Lenders may offer various options to help you continue payments based on your circumstances:

  • Payment holiday: Some lenders may offer a temporary break from payments if you are experiencing short-term financial difficulties. This can be a break from paying the full amount or a part of it. You may also want to keep in mind that at the end of the payment holiday, your monthly payments could increase due to the inclusion of the amounts unpaid.
  • Interest-only payments: You could request to switch to interest-only payments for a set period of time to reduce your monthly outgoings until you are back on track. Here again, the capital component will accumulate, which you will have to pay at the end of the term.
  • Term extension: This is when you extend the term of your mortgage. For example, from a 20-year term to a 25-year term. The longer time lowers your monthly payments, making them more manageable.
Getting help when falling behind mortgage payments

If you need free advice - If you're struggling to navigate the situation, consider seeking advice from a professional. Organisations such as Citizens Advice, the National Debtline, or StepChange Debt Charity can provide free, impartial advice and guidance on managing debt and avoiding repossession.

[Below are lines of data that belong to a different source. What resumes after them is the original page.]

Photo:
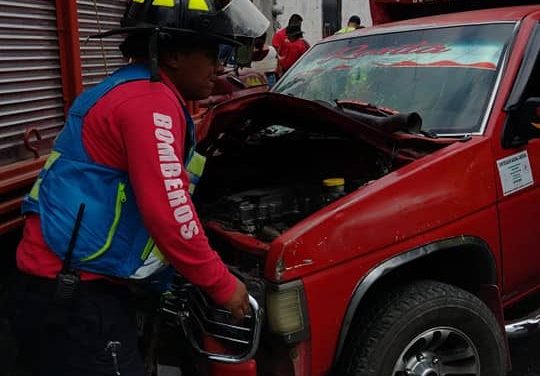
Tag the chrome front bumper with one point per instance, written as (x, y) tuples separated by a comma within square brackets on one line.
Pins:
[(199, 319)]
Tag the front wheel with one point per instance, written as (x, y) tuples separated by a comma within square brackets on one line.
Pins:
[(426, 328)]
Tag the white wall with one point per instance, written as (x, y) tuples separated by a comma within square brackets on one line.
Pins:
[(358, 7), (311, 11)]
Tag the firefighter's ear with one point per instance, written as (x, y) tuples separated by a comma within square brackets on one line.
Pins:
[(172, 60)]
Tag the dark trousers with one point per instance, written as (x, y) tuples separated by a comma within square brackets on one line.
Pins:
[(72, 340)]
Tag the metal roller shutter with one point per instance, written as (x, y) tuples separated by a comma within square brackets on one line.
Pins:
[(30, 78), (99, 58)]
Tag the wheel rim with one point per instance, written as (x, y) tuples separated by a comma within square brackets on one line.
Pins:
[(440, 351)]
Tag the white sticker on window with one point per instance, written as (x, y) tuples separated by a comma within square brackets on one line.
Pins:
[(515, 173)]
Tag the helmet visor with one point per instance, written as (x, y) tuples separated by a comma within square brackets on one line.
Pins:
[(240, 18)]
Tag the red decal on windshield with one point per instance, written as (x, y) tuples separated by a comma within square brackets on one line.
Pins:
[(442, 64), (348, 53)]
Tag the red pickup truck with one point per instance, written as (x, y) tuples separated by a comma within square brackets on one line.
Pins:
[(381, 203)]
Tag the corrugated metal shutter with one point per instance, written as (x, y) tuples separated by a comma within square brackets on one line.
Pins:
[(30, 78), (99, 58)]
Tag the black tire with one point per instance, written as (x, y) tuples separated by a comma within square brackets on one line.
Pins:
[(425, 328)]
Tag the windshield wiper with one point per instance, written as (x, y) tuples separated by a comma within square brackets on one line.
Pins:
[(368, 108), (381, 117)]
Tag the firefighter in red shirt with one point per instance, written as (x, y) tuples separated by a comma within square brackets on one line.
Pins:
[(279, 37), (113, 204), (292, 49)]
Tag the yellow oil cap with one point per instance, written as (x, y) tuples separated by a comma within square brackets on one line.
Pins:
[(333, 182)]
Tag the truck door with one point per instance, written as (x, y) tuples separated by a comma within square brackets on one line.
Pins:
[(518, 166)]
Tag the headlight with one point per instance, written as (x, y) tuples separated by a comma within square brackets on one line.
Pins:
[(286, 307)]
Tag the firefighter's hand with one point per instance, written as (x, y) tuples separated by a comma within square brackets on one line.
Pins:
[(238, 304)]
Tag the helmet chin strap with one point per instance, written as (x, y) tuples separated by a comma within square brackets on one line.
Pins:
[(153, 54)]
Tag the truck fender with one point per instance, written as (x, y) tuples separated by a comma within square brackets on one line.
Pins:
[(392, 264)]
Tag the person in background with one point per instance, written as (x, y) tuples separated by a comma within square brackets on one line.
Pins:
[(264, 59), (281, 34), (293, 47), (117, 188), (353, 24)]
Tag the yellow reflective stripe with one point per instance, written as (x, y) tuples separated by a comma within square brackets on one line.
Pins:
[(164, 3), (147, 249), (34, 192), (196, 164), (52, 158), (120, 199), (198, 5)]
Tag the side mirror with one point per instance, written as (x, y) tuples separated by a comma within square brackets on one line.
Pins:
[(523, 124)]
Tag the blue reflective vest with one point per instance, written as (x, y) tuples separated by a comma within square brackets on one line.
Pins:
[(112, 239)]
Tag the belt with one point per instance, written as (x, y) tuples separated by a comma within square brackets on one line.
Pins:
[(47, 286)]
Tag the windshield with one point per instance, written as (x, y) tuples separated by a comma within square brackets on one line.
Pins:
[(446, 75)]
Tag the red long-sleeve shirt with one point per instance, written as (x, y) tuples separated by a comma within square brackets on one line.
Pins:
[(125, 130), (291, 51)]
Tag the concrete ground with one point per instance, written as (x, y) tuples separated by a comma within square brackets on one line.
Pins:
[(526, 356)]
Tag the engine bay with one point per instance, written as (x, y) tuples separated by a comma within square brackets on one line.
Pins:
[(260, 179)]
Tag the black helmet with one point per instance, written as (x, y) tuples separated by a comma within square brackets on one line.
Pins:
[(223, 20)]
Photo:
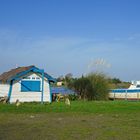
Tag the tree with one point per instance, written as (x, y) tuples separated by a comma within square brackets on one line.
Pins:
[(92, 87)]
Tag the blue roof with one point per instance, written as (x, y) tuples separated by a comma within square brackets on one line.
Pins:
[(62, 90)]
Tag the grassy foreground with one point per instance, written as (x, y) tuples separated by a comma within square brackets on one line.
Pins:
[(82, 120)]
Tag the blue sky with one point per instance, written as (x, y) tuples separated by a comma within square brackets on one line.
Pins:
[(70, 36)]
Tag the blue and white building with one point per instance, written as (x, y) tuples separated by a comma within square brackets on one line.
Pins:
[(26, 84), (132, 93)]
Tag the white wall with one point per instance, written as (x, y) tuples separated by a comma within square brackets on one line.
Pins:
[(30, 96)]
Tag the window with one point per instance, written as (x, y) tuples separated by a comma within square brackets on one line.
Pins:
[(28, 85), (37, 78), (138, 86)]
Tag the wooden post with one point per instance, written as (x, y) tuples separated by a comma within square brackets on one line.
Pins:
[(42, 93)]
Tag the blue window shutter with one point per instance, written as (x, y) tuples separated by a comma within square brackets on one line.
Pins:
[(27, 86)]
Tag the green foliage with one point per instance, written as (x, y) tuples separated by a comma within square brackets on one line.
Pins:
[(73, 97), (92, 87), (100, 87)]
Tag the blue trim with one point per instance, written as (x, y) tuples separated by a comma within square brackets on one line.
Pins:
[(30, 86), (10, 90), (42, 93), (33, 69), (16, 77)]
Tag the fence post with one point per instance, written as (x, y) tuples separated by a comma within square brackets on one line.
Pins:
[(126, 94)]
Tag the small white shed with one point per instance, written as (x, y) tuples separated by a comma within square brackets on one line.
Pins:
[(26, 84)]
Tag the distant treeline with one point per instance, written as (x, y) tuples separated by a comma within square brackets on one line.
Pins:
[(94, 86)]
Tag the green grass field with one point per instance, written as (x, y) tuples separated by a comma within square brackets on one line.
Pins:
[(110, 120)]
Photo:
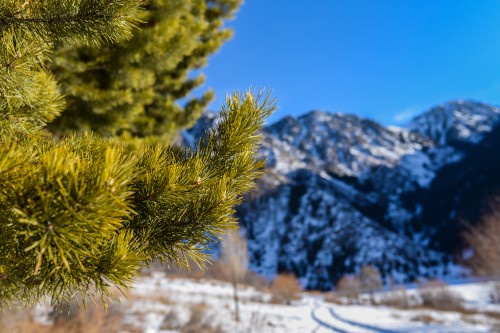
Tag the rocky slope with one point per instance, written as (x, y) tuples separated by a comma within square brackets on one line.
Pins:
[(341, 192)]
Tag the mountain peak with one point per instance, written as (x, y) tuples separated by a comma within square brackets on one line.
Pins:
[(457, 123)]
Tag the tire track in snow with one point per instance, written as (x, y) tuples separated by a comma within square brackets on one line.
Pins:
[(325, 324), (357, 324)]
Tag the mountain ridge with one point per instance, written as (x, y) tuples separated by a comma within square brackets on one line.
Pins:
[(341, 191)]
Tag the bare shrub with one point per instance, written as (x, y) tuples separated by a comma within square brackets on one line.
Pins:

Government schemes - The UK government offers several schemes to help homeowners who are struggling with mortgage payments:

  • Support for Mortgage Interest (SMI): SMI is a loan that helps cover the interest on your mortgage and loans you’ve taken to repair and improve your home. Eligibility criteria apply, and the loan must be repaid with interest when you sell your home or transfer ownership.
  • Housing Loss Prevention Advice Service (HLPAS): This service applies to England and Wales. It offers free legal advice and representation in court for anyone facing possession proceedings or the risk of losing their home.
  • Home Owner’s Support Fund: This is only available in Scotland. It includes two schemes
    • Mortgage to Shared Equity - the Scottish Government buys a stake in your property so you can reduce any secured loans you have.
    • Mortgage to Rent - this allows a social landlord to buy your home, and you'll continue to live there as a tenant.
  • Help to Stay: Applicable in Wales. This scheme is an equity share loan, which means that a lender will give you a loan in return for a share of any profits when you sell the home or repay the loan. The loan is interest-free for the first five years, and you will not have to make any payments until the end of this period.This allows you to lower your repayments and resolve financial issues during this time. Eligibility criteria apply.
What you need to know about repossession

If you miss mortgage payments in the UK, there are rules your lender must follow. Most lenders do not repossess your property unless you’ve missed at least 3 payments. Repossession is generally considered a last resort by lenders, and it occurs when you have significant arrears and no viable repayment plan. Lenders must treat you fairly and first consider any repayment options you can follow before resorting to repossession.

Before court action, your lender must inform you of the facts and give you:

  • A list of missed payments
  • Outstanding mortgage debt
  • Total amount of arrears and charges

It's important to respond promptly to any correspondence from your lender and attend court hearings if your case goes to court.

Seek legal advice and understand your options early to help navigate the situation and potentially prevent losing your home.

Conclusion

Falling behind on mortgage payments can be a stressful experience, but there are multiple avenues you can explore to save your home. The key is to act promptly and communicate with your lender or professionals who can help with debt management. By taking the right steps, you can work towards a resolution and protect your home. Remember, you are not alone, and support is available to help you through this challenging time.